Błąd sędziego doprowadził do śmierci na arenie
Błędy sędziowskie nie są domeną tylko naszych czasów. Kanadyjscy naukowcy wpadli na trop błędu sprzed 1800 lat. Co więcej, chodziło o błąd, który mógł kosztować życie gladiatora - informuje RMF FM. Jak pisze czasopismo "Zeitschrift für Papyrologie und Epigraphik" naukowcy dowiedzieli się o tej historii z płyty nagrobnej.
Badacze przeanalizowali płytę nagrobną, znalezioną przed stuleciem na terenie Turcji i przechowywaną obecnie w Musee du Cinquanternaire w Brukseli. Płyta pokazuje scenę w której jeden z glariatorów, trzymający dwa miecze stoi nad drugim, nieuzbrojonym, który się poddaje.
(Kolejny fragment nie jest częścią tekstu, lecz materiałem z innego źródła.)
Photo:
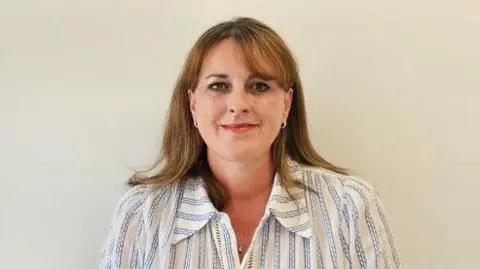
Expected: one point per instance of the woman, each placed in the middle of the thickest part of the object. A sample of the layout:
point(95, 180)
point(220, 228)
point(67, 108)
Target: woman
point(240, 185)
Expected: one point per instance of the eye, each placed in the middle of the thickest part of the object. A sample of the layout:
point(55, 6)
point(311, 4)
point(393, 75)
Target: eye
point(260, 86)
point(218, 86)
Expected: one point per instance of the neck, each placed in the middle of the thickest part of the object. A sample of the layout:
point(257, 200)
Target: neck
point(242, 181)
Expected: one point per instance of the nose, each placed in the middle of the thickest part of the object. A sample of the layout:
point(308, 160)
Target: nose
point(238, 102)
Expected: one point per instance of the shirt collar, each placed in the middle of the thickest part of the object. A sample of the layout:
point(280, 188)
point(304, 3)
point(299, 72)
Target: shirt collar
point(195, 209)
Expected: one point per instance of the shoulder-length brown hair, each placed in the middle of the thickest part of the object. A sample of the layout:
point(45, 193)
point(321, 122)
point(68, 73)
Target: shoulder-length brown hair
point(183, 152)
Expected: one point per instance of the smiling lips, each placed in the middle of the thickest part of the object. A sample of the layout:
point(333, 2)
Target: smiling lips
point(238, 127)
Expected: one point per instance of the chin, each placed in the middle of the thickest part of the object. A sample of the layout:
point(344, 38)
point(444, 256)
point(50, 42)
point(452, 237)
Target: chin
point(239, 155)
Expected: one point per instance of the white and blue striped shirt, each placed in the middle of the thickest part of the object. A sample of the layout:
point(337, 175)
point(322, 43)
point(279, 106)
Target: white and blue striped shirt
point(342, 225)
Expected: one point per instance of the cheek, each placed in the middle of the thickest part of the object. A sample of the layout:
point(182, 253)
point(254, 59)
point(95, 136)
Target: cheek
point(208, 109)
point(271, 111)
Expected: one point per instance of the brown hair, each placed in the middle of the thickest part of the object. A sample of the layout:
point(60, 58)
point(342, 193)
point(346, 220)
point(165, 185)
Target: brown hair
point(183, 151)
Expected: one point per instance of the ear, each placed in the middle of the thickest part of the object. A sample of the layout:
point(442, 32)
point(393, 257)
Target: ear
point(191, 99)
point(288, 102)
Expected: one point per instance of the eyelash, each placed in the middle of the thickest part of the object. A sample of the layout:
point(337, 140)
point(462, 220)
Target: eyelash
point(222, 86)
Napis na nagrobku głosi, że leży tam Diodoros, który pokonał w walce Demetriusa, ale nie zabił go i padł potem ofiarą losu i zdradzieckiego oszustwa sędziego.
Portal livescience.com wysuwa hipotezę, że pokonany gladiator mógł się poddać, jeśli prowadzący igrzyska wyraził zgodę, jeśli jednak przewrócił się przypadkiem sędzia mógł mu pozwolić wciąż oręż i walczyć dalej. Najwyraźniej zabity Diodorus uznał, że walka jest skończona, sędzia pozwolił jednak Demetriusowi wstać i ten zakończył walkę swoim zwycięstwem. Rodzina Diodorusa nie mogła się z tym pogodzić.